Yes, well, that all works well in theory but in reality, in a bad economy, you can’t just “go get another job”. Do you remember what I said about my opinion of people who use the term, “the market demands”?
Please cite. BLS has all the stats you need to support your claim.
FWIW I was a “quit” in 2009 and 2012.
Well, that IS the theory. Markets aren’t always good. Sometimes there is s glut of jobs and sometimes a glut of workers. If everything was the same all the time, it wouldn’t be a “market”.
So what is erroneous about UltraVires’ example of market forces here?
If entry-level jobs are paying more than Federal minimum wage in a high cost-of-living and/or low-unemployment area, it’s because of market demands, not “compassion” of the employers!
Say two people started the same entry-level position ten years ago, one is now in a management position earning 50K+, the other still struggling at or near minimum wage when not on unemployment. What caused this? What’s the difference between these two? Perhaps the successful one recognized that “the market” would reward personal responsibility/improvement?
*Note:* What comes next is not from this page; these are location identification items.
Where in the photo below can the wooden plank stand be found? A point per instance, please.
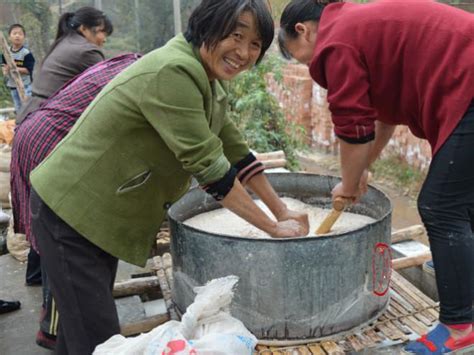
(409, 314)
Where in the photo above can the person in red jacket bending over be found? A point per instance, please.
(411, 63)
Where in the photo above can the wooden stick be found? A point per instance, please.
(408, 233)
(338, 206)
(279, 154)
(274, 163)
(13, 68)
(409, 261)
(136, 286)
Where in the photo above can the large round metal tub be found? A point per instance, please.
(296, 289)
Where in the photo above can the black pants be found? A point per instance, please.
(33, 268)
(81, 277)
(446, 206)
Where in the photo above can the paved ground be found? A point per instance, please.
(18, 329)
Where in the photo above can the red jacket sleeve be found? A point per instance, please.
(342, 71)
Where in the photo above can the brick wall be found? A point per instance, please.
(304, 102)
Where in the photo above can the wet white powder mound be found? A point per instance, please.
(225, 222)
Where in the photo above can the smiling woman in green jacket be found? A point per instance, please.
(102, 194)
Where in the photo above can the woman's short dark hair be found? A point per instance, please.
(214, 20)
(16, 25)
(298, 11)
(87, 16)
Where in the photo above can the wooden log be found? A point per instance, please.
(136, 286)
(409, 233)
(409, 261)
(144, 325)
(13, 68)
(279, 154)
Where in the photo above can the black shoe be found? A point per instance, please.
(34, 283)
(45, 340)
(6, 307)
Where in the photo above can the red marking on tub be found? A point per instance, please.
(381, 269)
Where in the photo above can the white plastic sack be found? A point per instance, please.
(206, 328)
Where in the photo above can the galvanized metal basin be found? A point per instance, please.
(296, 289)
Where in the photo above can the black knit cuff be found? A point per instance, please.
(222, 187)
(248, 167)
(360, 140)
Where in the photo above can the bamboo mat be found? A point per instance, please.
(410, 313)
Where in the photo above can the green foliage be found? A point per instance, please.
(399, 173)
(259, 116)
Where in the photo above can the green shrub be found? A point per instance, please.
(259, 116)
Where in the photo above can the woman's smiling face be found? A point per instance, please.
(235, 53)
This thread is filled with arguments based on absurd hypotheticals and exaggerations.
The idea that someone in a low-paying job has simply not chosen “personal responsibility/improvement” is itself an absurd hypothetical and exaggeration IMO, and appears to be an extraordinarily simplistic perspective.
Of course, and some may be stuck in those hypothetical situations rendering them unable to advance. But you’re arguing the inverse here – I didn’t claim that the loser didn’t make the right choices, only that the winner did.
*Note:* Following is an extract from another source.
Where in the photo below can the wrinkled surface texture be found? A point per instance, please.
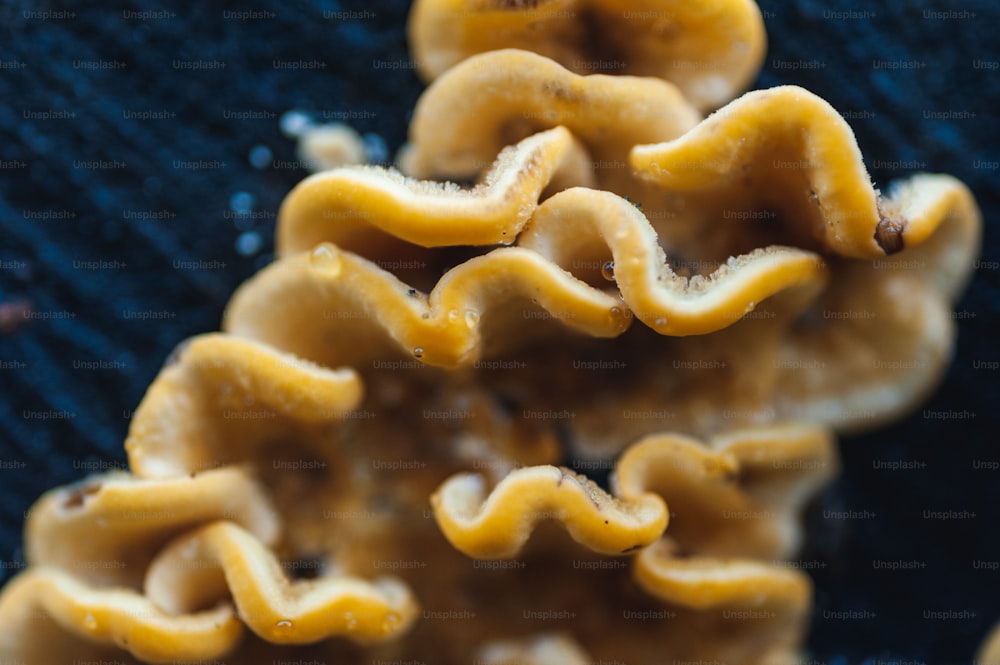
(60, 419)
A distinction without a difference.
Kinda reminds me of the humorous statement someone once added to a notice concerning membership in a new sports league:
"Failue to participate does not preclude you from being declared “a loser”.
True. I love how you deride the word compassion.
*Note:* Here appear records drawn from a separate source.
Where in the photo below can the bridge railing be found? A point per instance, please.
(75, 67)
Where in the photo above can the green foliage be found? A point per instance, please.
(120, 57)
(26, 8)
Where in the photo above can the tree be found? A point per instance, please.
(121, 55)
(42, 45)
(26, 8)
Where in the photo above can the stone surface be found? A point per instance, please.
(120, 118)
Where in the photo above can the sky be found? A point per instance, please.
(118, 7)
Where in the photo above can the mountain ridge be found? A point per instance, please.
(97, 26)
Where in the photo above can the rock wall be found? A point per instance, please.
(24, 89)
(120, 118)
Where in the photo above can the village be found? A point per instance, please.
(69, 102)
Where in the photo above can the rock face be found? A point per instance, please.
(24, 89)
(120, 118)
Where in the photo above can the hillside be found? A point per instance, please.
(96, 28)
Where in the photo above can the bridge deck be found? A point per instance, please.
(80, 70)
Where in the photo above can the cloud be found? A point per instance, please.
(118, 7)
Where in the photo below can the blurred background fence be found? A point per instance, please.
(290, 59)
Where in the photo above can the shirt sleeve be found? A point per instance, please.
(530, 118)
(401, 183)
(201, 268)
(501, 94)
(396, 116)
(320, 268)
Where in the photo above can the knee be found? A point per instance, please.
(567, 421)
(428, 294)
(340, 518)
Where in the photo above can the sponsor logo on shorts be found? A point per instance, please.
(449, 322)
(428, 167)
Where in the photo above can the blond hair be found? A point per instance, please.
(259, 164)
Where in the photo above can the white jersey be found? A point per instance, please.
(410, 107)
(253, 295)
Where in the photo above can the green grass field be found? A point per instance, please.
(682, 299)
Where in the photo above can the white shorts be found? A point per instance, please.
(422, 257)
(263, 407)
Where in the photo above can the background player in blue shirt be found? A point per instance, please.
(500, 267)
Well in your extremely hypothetical situation if someone who works the same job for 10 years and makes no advancement, you leave out one factor: motive.
If you work 10 years and make no advancement you are probably suffering from some type of developmental or psychiatric condition. Possibly raised in dire poverty with little/no skill set or work ethic. But any of these categories will be rare. It is rare that people work 10 years and make no advancement. Your better tract would of been at 10 years one person is a manager at 50K and the other worker has received only 2 raises and has no responsibility beside clocking in every day. That is a scenario that actually happens a lot. I know it steps away one step from the minimum wage debate but it is still within the realm of different rates of pay.
BTW, I love how your hypothetical exaggeration is supposed to be taken seriously but yet you dismiss this thread because it is “filled with arguments based on absurd hypotheticals and exaggerations.”
Your post is full of callousness and indifference and just a little bit of arrogance. That’s what I love about these threads, they are good at exposing people’s core values.
Hey John, how you doing, hope you are having a good day.
This comment is not directed at you individually, it is directed at the overall concept of “the market demands”.
People use that word like it actually means something. But if we had 8 year old kids running sewing machines, if that were somehow legal, if that was what the “Market Demanded” you KNOW people would denounce it and cry out against it. If the people who swept the floor at Wal-Mart, Target and Sam’s Club were paid $2 an hour, if that were legal and that was what the “Market Demanded” people would be really upset. Well, most people would, some people wouldn’t care. Most would care.
And that is my whole point. When I hear “The Market Demands” I translate that:
I am mildly bothered about this but not enough to say/do anything about it.
Just as I translate the term “Minimum Wage”: We would pay you less but we can’t because that is illegal.
You want a cite that it is more difficult to find a job/good job when the economy is bad/unemployment is high???